E la millanteria delle ricchezze che cosa ci ha portato? ».

Ma l'eccedere nelle ricchezze appartiene al peccato di avarizia, che è il contrario della giustizia, o della liberalità.

Quindi la millanteria non si contrappone alla veracità.

In contrario:

Il Filosofo [ Ethic. 2,7; 4,7 ] contrappone la millanteria alla veracità.

Dimostrazione:

La millanteria, o iattanza, consiste propriamente nell'innalzare se stessi con le parole: infatti le cose che un uomo vuole gettare lontano ( iactare ), le scaglia in alto.

Ora, uno innalza propriamente se stesso quando dice di sé cose superiori alla realtà.

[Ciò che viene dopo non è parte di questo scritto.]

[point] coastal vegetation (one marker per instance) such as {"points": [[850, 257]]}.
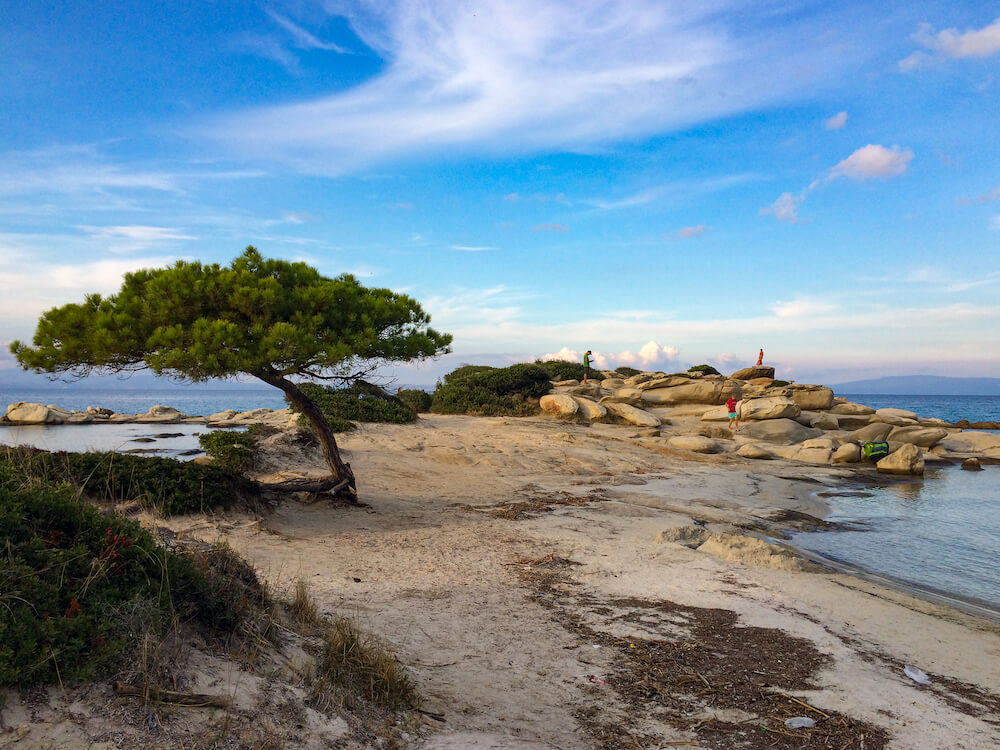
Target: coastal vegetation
{"points": [[492, 391], [162, 484], [271, 319], [80, 590]]}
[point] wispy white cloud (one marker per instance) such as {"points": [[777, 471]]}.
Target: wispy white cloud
{"points": [[531, 75], [135, 237], [785, 208], [836, 122], [686, 232], [868, 162], [872, 161], [992, 195]]}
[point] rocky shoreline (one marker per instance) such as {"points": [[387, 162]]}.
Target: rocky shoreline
{"points": [[682, 412]]}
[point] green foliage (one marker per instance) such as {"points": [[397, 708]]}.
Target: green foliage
{"points": [[512, 391], [268, 318], [561, 369], [416, 399], [169, 486], [707, 369], [229, 449], [72, 581], [361, 402], [461, 373]]}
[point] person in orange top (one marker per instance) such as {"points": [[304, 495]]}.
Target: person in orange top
{"points": [[734, 418]]}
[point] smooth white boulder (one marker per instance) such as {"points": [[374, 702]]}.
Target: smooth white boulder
{"points": [[694, 443], [925, 437], [559, 404], [589, 409], [907, 460], [632, 415]]}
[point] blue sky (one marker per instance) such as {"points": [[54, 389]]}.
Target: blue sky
{"points": [[665, 183]]}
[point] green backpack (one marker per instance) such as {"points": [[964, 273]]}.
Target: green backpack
{"points": [[874, 451]]}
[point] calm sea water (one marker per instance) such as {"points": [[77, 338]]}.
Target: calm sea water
{"points": [[948, 408], [192, 401], [941, 533]]}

E ciò può avvenire in due modi.

Infatti talora uno dice di se stesso cose che sono a lui superiori non secondo ciò che egli è, ma secondo ciò che di lui pensano gli uomini.

E l'Apostolo si rifiutò precisamente di fare questo, scrivendo ai Corinzi [ 2 Cor 12,6 ]: « Evito di farlo, perché nessuno mi giudichi di più di quello che vede o sente da me ».

Altre volte invece uno si innalza sopra se stesso parlando di sé al di sopra della verità delle cose.

E poiché uno va giudicato per quello che è in se stesso, piuttosto che per quello che è nell'opinione altrui, è chiaro che la millanteria in senso proprio si ha quando uno si innalza al di sopra di ciò che è in se stesso, e non quando si innalza al di sopra di ciò che è nell'opinione altrui: sebbene si possa parlare di millanteria in entrambi i casi.

Perciò la millanteria propriamente detta si contrappone per eccesso alla veracità.

Analisi delle obiezioni:

1. L'argomento vale per la millanteria che eccede i limiti dell'opinione altrui.

2. Nel peccato di millanteria si possono considerare due cose.

Primo, la specie dell'atto: e da questo lato esso si contrappone alla veracità, come si è detto [ nel corpo; q. 110, a. 2 ].

- Secondo, la sua causa, dalla quale esso deriva ordinariamente, anche se non sempre.

E da questo lato la millanteria nasce dalla superbia come dalla causa movente e determinante: poiché per il fatto che uno si innalza interiormente al di sopra di sé con l'arroganza, segue d'ordinario che vanti esteriormente meriti personali superiori alla realtà; sebbene talvolta ciò derivi non dall'arroganza, ma da una certa vanità, per il gusto prodotto dall'abitudine.

Perciò l'arroganza, con la quale uno si innalza sopra di sé, è una specie della superbia; essa però non si identifica con la millanteria, ma ne è solo la causa più frequente: ed è per questo motivo che S. Gregorio mette la millanteria tra le specie della superbia.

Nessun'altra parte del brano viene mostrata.